Tayla Clement details failed smile surgery for Moebius syndrome
The realization happened because a nurse slipped up
.
For four days following her operation, Tayla Clement had been kept away from her own reflection. Nurses wheeled her to the bathroom and carefully covered the mirrors, maintaining a window of uncertainty about whether the surgery had worked. Then, one morning, a momentary lapse in protocol allowed Clement a glimpse of her face. She saw the results of the procedure for the first time.
According to an interview reported by AOL, Clement instantly knew that it hadn’t worked
.
The psychological cost of facial paralysis
Clement was born with Moebius syndrome, a rare neurological condition characterized by facial paralysis. The condition prevents the movement of the upper lip and eyebrows, and it stops the eyes from tracking from left to right. For Clement, the primary result was an inability to form a smile.
The medical diagnosis coincided with significant social challenges. Clement recalls that there was not a single time in her life where she did not remember being bullied. The emotional toll was severe; by the age of 11, she had attempted suicide.
When doctors informed her and her parents that surgery could change her face, the procedure represented more than a medical correction. She viewed the possibility of a smile as a way to change how others perceived her.

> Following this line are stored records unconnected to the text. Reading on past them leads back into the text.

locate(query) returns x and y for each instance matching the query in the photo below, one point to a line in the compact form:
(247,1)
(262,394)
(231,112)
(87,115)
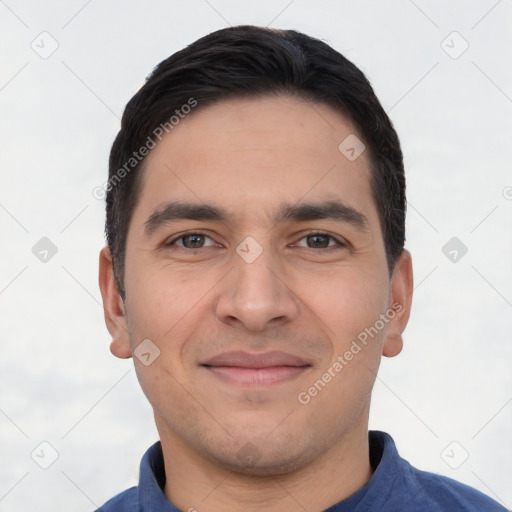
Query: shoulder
(126,501)
(433,492)
(402,487)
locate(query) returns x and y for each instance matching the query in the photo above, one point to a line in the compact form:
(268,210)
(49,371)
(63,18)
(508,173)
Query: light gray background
(60,114)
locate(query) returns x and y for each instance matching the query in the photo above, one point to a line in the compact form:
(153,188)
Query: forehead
(250,154)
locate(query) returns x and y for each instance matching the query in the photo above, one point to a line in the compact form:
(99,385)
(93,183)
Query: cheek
(347,301)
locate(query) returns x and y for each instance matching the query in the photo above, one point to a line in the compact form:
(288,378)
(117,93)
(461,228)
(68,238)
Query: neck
(197,484)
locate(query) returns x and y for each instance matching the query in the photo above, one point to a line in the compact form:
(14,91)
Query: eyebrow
(330,210)
(178,211)
(300,212)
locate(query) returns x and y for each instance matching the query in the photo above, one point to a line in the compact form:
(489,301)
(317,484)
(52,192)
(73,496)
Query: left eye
(317,241)
(193,241)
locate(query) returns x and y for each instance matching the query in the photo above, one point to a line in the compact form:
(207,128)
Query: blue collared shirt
(394,487)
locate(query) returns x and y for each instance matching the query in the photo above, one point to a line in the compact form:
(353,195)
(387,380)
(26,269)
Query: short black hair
(250,61)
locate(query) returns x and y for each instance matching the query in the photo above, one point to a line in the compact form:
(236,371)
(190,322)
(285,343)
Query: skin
(250,157)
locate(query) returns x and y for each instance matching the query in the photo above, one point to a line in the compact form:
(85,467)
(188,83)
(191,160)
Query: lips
(257,369)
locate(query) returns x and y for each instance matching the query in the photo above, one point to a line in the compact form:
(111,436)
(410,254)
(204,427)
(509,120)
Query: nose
(256,295)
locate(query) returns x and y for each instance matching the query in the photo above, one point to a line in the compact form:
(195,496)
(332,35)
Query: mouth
(256,370)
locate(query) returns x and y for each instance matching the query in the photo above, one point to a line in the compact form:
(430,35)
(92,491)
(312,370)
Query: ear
(113,307)
(400,303)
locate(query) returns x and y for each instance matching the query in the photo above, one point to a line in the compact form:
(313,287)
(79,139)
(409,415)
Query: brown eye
(318,241)
(193,241)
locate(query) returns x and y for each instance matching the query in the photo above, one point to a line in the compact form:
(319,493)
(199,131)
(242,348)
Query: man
(256,271)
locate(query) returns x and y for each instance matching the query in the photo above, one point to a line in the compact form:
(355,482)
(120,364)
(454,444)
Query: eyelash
(338,243)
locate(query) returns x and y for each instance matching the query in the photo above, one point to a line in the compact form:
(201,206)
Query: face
(256,267)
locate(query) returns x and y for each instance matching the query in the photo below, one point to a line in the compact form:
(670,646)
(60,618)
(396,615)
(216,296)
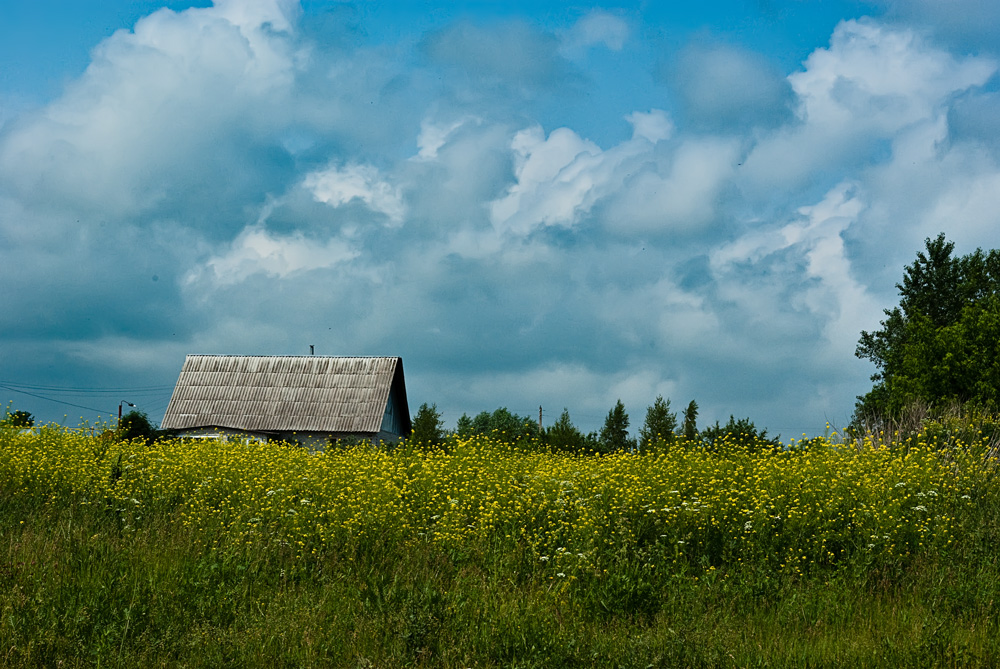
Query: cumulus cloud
(597,27)
(870,84)
(173,87)
(222,180)
(512,55)
(338,186)
(257,251)
(724,87)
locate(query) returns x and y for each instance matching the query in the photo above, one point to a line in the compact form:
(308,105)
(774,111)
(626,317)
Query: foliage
(614,435)
(427,426)
(742,434)
(660,424)
(690,425)
(563,436)
(942,343)
(501,423)
(18,418)
(209,553)
(135,425)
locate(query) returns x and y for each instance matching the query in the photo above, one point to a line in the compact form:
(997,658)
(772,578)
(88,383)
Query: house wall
(314,441)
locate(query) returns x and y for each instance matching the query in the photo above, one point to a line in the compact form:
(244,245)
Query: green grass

“In my head, I’m like, ‘If I can smile, then I’m going to be accepted,’ ” she recalls. “‘I’m going to have friends. I’m not going to have to go to school and be scared. I’m not going to have to go to school and pretend that I’m sick to go home.’” Tayla Clement
A ten-hour attempt at a smile
The procedure, dubbed the smile surgery
, was an intensive effort to physically reconstruct the appearance of a smile. The operation lasted 10 hours. During the surgery, doctors removed tissue from Clement’s leg and inserted it into various locations on her face.
The risks were not hidden. Surgeons briefed Clement and her parents on the possibility that the operation could be unsuccessful. However, the 11-year-old had already made up her mind to proceed despite these clinical risks.
The surgical goal was to create the visual appearance of a smile, and the outcome of that effort would shape the experiences she faced in the months that followed.
The mirror reveal and subsequent fallout
The immediate aftermath of the failed surgery was some of the hardest of her life. Clement describes the feeling of that moment in the mirror as something she will never forget.
“I’ll never forget that feeling. It still makes me emotional to this day just thinking about how broken that 11-year-old girl was.” Tayla Clement
The recovery period provided little respite. After a 10-day hospital stay, Clement returned to school while her face was still massively swollen from the failed procedure. Rather than the acceptance she had hoped for, the bullying intensified.
The pressure of the social environment and the failure of the surgery manifested physically. Clement began developing seizures, which she attributes to the amount of stress her body was under during that period.
Moving beyond the surgical failure
The trajectory of Clement’s life reached another critical point around the age of 19. At that time, doctors informed her that the frequency of her seizures would likely prevent her from living independently.
Faced with this prognosis, Clement decided to give her life one more chance
. She shifted her focus from surgical correction to intensive therapy. This process allowed her to slowly become more comfortable with her physical appearance.
As her internal perception of herself changed, her physical health followed. Clement reports that as she accepted her appearance, her seizures subsided.